Missing Number
LeetCode.268. Missing Number Given an array nums containing n distinct numbers in the range [0, n], return the only number in the range that is missing from the array.
Example:
Input: nums = [9,6,4,2,3,5,7,0,1]
Output: 8
Explanation: n = 9 since there are 9 numbers,
so all numbers are in the range [0,9].
8 is the missing number in the range since it does not appear in nums.
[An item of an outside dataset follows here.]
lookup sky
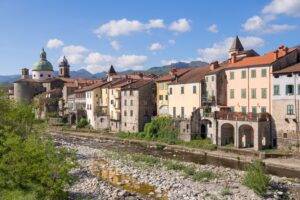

方法1.排序:在循环数组,看后一个数是不是比前一个大1
方法2.哈希表:将数组中的元素插入哈希表,然后循环0~nums.length-1中的数是不是都在哈希表中
方法3.求和:0~nums.length-1求和减去nums中的和
方法4.位运算
First Solution
public static int missingNumber(int[] nums) {
int index = 0;
int n = nums.length;
Map<Integer, Integer> map = new HashMap<>();
for (int i = 0; i <= n; i++) {
map.put(i, 0);
}
for (int i = 0; i < n; i++) {
if (map.get(nums[i]) != null) {
map.remove(nums[i]);
}
}
for (Integer i:map.keySet()) {
index = i;
}
return index;
}
Better Solution
public int missingNumber(int[] nums) {
int missing = nums.length;
for (int i = 0; i < nums.length; i++) {
missing ^= i ^ nums[i];
}
return missing;
}
相同的数异或为0,时间复杂度
O(n),空间复杂度O(1)